This project was bootstrapped with Create React App.
I have always been fascinated by synthesisers; the sounds that they can make are absolutely mesmirising, they have helped me learn a lot about what sound is physically and mathemmatically and also given me motivation to learn about other new concepts such as scale tunings etc.
As a synthesiser enthusiast, I wish that I could have a synthesiser to play with, but often the price is quite prohibitive. So I decided to build one myself. I have used Max to fulfill this void in my soul before, however I was never able to share my creations easily with anyone else. Perhaps someone didn't have the right external libraries, or they didn't have max at all, and I felt as if I would spend hours creating without any concrete goal in mind.
A while ago I heard about the Web Audio API and I thought this would be a great opportunity. Everyone has a browser. So I set out to reproduce one of my favourite synthesisers, (without ever seeing or playing a real life version of it...) the Korg MS-20.
There are many modules and many knobs so it can be a little bit overwhelming when you first try it out. Hopefully this can give you a better idea of what happens.
There are two simillar looking modules labelled as Voltage Controlled Oscillators. These are very important modules as they serve as a source of sound to manipulate with the other modules.
Both oscillators have a wave form knob. This will change the shape of the wave that they generate. There are different types of wave and they have different characteristic sounds. Choosing the wave form is an important part when constructing a sound.
| Wave Form | Shape | Sound |
|---|---|---|
| Sawtooth |  |
The sawtooth has a rich signal, containing rich harmonics that are ripe for filtering. |
| Square / Pulse |  |
The square wave also has a rich signal but it is quite different from the saw sound. |
| Triangle |  |
The triangle wave, being closer to a sinusoid, is less rich harmonically than either saw or pulse wave forms. |
| Noise |  |
White noise is harmonically the richest signal (every frequency is equally represented), and can become very interesting with filtering. |
The wave form labeled ring on the second oscillator is the xor of the square wave on the second oscillator and the pulse output of the first oscillator.
The pulse width affects the duty cycle of the pulse output on the first oscillator. Changing it can drastically affect the sound of both the pulse sound and the ring modulator sound on the second oscillator.
The pitch wheel on the second oscillator can be used to offset the pitch of the second oscillator from the first and can create interesting harmony. For example, the second oscillator could be set a perfect 5th above the first oscillator, producing a familliar organ sound.
Both oscillators have separate gain knobs, so their volume can be modified independently.
Similar to the pitch knob on the second oscillator, this knob offsets the total frequency, transposing the total signal.
Increasing the portamento value puts a limit on how fast the frequency can change. For eaxmple, with higher portamento time, making large interval jumps will cause the frequency to ramp up like a siren.
The modulation generator is a low frequency oscillator that can affect the total frequency going into the oscillators and the cutoff frequency of both filters.
It can be used to add a vibrato effect to the sound.
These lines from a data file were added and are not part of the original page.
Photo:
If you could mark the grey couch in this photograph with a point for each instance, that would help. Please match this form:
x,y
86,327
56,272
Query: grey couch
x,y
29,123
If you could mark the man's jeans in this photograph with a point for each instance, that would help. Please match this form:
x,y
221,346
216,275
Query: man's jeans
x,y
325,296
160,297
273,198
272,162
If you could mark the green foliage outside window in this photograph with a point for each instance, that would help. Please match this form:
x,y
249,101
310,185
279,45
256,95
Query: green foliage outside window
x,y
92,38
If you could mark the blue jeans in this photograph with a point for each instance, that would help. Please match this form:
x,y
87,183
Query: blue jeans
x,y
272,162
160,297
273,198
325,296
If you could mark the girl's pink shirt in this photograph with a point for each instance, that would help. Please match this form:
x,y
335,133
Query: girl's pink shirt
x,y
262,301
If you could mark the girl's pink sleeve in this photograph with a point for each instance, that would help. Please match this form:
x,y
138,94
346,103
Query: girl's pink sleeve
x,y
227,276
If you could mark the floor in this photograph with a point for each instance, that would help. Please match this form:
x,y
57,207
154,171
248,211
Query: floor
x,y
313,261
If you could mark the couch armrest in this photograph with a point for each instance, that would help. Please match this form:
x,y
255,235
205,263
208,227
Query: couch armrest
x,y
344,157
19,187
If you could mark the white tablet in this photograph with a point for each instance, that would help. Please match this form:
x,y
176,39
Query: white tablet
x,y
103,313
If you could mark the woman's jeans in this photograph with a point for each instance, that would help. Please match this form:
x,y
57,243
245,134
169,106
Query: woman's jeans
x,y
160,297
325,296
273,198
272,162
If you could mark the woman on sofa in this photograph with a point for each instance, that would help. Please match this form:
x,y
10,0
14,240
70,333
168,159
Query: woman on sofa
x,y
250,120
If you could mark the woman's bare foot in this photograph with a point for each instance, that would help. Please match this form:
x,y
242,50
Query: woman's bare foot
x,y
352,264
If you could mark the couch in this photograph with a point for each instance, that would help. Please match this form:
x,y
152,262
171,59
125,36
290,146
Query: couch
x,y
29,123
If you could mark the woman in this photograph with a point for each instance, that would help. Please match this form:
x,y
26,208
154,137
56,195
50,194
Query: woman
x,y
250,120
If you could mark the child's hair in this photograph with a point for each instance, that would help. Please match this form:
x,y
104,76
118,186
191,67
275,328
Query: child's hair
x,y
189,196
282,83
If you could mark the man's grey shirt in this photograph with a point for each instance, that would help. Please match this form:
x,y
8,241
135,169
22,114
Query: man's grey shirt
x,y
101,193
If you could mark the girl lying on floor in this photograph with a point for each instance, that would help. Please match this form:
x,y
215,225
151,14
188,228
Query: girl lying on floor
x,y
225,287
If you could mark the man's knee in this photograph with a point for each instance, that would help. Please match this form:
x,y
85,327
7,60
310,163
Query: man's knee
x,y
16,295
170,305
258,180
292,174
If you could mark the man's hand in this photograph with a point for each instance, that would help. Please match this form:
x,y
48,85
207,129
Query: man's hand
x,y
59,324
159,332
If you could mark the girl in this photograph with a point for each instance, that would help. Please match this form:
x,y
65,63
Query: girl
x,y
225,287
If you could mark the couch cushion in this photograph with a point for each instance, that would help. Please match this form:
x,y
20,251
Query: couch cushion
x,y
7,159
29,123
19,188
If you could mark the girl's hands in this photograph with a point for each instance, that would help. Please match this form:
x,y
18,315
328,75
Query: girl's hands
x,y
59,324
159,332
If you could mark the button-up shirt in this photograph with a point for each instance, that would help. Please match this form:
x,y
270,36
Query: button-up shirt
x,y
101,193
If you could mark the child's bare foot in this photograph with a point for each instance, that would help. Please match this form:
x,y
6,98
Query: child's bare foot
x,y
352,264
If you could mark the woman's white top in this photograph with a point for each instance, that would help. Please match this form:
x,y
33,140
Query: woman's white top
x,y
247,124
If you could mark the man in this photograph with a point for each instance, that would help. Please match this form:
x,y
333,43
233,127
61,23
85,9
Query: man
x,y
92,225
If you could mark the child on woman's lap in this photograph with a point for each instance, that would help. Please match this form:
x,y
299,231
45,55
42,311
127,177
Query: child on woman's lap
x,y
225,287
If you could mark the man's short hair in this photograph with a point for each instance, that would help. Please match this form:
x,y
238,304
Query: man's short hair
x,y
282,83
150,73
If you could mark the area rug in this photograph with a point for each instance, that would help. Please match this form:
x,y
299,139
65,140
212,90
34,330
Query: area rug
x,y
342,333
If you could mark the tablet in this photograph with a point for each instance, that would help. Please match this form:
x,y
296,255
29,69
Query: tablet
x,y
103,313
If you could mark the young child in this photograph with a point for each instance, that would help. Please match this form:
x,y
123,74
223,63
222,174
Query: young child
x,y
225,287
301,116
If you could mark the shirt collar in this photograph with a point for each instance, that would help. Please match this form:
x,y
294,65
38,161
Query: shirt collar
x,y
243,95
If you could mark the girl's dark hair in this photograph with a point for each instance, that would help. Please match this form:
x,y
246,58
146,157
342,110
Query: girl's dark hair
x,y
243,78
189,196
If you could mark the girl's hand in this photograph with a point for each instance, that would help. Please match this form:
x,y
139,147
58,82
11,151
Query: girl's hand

There are two filters, one is a lowpass and the other is a highpass. They bot pass frequencies that are lower or higher respectively than a threshold (known as the cutoff frequency) and limit frequencies that are outside this "pass band".
A high peak value will cause signal around the cutoff frequency to be boosted, and can cause the filters to act as oscillators in their own right.
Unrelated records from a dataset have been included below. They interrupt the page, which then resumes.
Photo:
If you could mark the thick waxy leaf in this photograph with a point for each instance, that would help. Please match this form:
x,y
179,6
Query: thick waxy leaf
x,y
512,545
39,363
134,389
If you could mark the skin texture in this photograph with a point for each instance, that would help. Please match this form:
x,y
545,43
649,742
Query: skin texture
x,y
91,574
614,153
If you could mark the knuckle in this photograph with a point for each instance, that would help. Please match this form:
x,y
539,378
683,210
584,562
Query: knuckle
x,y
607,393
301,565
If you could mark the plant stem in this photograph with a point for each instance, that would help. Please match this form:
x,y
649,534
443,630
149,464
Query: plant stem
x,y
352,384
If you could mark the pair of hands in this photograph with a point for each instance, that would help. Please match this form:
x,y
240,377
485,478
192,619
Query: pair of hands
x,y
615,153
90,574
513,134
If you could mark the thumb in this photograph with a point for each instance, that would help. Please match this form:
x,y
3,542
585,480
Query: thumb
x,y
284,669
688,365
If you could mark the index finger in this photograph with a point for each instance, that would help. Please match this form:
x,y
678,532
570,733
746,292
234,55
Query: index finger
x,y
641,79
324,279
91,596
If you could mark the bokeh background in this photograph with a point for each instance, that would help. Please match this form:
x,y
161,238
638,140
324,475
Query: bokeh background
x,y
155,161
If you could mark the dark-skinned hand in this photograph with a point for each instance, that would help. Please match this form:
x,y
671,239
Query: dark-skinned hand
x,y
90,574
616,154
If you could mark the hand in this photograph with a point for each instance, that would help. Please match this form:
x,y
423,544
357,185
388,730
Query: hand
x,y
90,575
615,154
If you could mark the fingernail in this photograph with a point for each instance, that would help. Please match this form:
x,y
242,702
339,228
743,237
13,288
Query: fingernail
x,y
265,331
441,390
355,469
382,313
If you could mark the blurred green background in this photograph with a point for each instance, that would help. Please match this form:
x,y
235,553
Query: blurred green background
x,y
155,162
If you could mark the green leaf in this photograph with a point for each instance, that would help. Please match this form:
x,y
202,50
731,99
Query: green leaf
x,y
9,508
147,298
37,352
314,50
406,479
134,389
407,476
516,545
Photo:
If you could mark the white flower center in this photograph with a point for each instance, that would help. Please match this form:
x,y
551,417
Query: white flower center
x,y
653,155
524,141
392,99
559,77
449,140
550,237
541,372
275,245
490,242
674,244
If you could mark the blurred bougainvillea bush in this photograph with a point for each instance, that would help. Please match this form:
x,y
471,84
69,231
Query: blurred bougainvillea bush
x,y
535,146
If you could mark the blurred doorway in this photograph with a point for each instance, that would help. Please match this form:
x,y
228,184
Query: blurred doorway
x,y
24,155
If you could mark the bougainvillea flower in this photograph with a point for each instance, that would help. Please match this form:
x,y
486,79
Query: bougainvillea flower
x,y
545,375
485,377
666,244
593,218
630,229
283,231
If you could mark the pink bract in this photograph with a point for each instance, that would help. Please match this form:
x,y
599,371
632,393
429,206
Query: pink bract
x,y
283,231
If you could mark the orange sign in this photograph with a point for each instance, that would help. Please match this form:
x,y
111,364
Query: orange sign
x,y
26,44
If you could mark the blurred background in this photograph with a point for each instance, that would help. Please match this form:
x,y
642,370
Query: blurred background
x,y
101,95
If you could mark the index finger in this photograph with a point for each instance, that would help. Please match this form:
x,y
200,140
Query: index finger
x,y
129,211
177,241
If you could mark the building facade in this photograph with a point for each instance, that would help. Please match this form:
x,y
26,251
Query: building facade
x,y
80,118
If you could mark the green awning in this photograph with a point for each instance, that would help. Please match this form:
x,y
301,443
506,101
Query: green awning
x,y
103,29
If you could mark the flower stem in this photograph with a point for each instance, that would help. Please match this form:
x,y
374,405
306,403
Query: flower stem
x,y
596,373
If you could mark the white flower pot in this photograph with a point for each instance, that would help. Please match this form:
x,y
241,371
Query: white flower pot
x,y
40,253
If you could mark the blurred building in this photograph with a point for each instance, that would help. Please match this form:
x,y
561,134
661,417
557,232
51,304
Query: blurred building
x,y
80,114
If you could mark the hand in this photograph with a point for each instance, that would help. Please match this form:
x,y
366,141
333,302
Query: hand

The MS-20 is well known for its filters and their characteristic sound. It is not the intention of this project to emulate this characteristic filter sound.
There are two envelope modules that each affect different signals:
The first envelope is a delay/attack/release envelope and has three timing values. When triggered the envelope will emit a ramp that starts at 0 following these phases:
- Delay: The signal will be kept at 0 for a time until starting the attack phase.
- Attack: The signal will gradually increase to 1 and remain there until the trigger finishes before beginning the release phase.
- Release: The signal will gradually return to 0.
The second envelope has more parameters and becomes more expressive. It affects the output gain, and can affect the cutoff frequency of the filters. The value it outputs is simmilar to envelope 1, but instead of staying at 1 after the attack, it decays down to the sustain level before being released back to 0.
One of the most important parts is the keyboard! The keyboard emits a signal representing the frequency of the note that was last pressed, and also emits a trigger signal that conveys the current state of the keypress.
The keyboard can be controlled by the computer keyboard as well. The lowest note being z and going up the scale to , before starting another octave at q.